Si la señora no tenía alguien que le ayudara con el trabajo de poner la lumbre en el bracero su tarea era doble porque poner la lumbre tenía su chiste, por no decir, su misterio.
El bracero, normalmente construido por las mismas mujeres, con piedras y revestido de barro, tenía primero que limpiarse retirando la ceniza del día anterior. Luego se ponían leños secos y delgados en cuyas puntas se podía agregar una raja de ocote o un totomoscli, para que al encender el cerillo su lumbre pudiera propagarse y elevar la temperatura al grado de quemar los leños para incendiarlos hasta hacerse brasas.

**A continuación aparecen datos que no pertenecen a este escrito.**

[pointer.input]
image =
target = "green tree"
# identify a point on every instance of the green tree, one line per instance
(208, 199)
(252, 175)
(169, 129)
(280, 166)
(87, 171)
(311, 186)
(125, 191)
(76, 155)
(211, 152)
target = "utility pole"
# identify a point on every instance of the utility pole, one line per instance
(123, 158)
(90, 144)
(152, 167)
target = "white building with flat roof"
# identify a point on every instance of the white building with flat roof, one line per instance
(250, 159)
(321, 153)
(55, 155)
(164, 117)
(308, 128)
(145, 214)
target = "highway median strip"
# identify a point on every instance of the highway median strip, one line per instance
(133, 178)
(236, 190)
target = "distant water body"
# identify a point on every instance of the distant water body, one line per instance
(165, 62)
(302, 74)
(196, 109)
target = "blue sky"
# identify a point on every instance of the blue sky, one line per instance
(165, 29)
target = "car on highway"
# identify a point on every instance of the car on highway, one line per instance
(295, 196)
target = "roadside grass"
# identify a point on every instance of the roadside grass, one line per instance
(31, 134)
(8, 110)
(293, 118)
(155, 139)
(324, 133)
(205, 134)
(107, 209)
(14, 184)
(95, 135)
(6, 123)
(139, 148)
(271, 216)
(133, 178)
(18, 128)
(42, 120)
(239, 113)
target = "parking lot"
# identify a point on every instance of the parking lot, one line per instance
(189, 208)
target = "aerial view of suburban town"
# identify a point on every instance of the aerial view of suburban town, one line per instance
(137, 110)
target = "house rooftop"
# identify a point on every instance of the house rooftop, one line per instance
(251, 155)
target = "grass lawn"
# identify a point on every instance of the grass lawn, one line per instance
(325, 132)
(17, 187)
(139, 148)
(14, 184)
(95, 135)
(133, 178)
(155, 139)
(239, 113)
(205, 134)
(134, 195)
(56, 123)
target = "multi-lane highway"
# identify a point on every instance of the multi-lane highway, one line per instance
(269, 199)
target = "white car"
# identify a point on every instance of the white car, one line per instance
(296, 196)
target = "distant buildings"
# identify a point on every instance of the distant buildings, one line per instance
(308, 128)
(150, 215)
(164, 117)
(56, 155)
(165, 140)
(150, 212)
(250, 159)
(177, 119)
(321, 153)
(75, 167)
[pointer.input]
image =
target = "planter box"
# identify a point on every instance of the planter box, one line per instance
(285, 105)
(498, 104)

Puesta la lumbre se ponía en ella la olla de atole en la que se colaba la masa blanca con el auxilio de una tela o cedazo que llamaban briñaque.
El atole tenía que servirse antes del  almuerzo propiamente dicho donde las tortillas juegan el papel fundamental.
La costumbre de que el hombre come solo y la mujer después, obedece a que el primero debe salir temprano al campo. Las tortillas debían estar calientes y comerse saliendo del comal.
Los ejidos tenían, y algunos aún conservan, un área destinada para leñar, generalmente un bosque originario, no apto para la siembra pero lo suficientemente rico y diverso para cosechar los árboles maduros para la leña que entonces era el combustible que estaba al alcance de todos.
Las casas eran de bajareque con techos de palma. Toda la estructura era de madera. El techo cubierto con palma tejida y las paredes de barro. Esos eran los materiales de construcción, lo que tenían las familias a la mano, renovables y frescos. Cada quien podía construir su propia casa nomás con la experiencia acumulada entre los familiares.
Los burros y los caballos eran el medio de locomoción y de carga más socorridos. Las yuntas de bueyes se utilizaban para el trabajo pesado de arar la tierra.
Las personas todas estábamos más cerca de la naturaleza y la vida de las familias y de los pueblos era más amable con el ambiente y hasta quizá éramos más sanos.
El agua de los ríos no estaba contaminada porque entonces no había líquidos ni desechos muy contaminantes. Uno podía beber agua de los canales de riego y del río, cuantimás de la llave.
El día de Corpus era de fiesta popular. No sólo eran los adultos de asistir a la misa, ni de los niños ir a ofrecer flores, sino también de los jóvenes en edad de noviazgo que se regalaban panes colorados y empanadas de leche, expuestos en grandes canastones en el mercado.
Hoy, en cambio, el tráfico suele quedarse embotellado por ratos, atravesando los pueblos de la comarca. Las combis no tienen tregua en sus salidas y casi ni en sus horarios.
Los campos cada vez tienen menos gente pero están gravemente contaminados. Y si en los pueblos los bienes y servicios han cambiado la vida de las familias, no parece ser ése el camino que conduce a la felicidad, pues el dinero como medio de cambio domina todo y como mercancía sustituye la relación entre las personas.
Si antes las familias intercambiaban productos que le imprimían un sello particular a cada intercambio, hoy con el dinero todo se iguala. Ya en las casas no te ofrecen un vaso de agua, ni lo pides porque sabes que hasta ése recurso que es un bien común ahora tiene precio. La sed cuesta dinero y ni modo de no saciarla.
El jueves de Corpus llovió y un río de aguas negras que en alguna parte están depositadas corrió. “viene la punta” gritaban en aquel tiempo quienes tenían la suerte de presenciar la primera creciente del río porque en su arrastre de lodo los peces se orillaban para ser fácil presa de los pescadores improvisados. Y también eso era una fiesta.
Hoy no es así porque en lugar de troncos y ramas la creciente lleva una nata interminable de envases plásticos arrastrados por una agua oscura y nauseabunda que inunda el ambiente. ¿No se decía que las aguas residuales de la ciudad serían tratadas ecológicamente?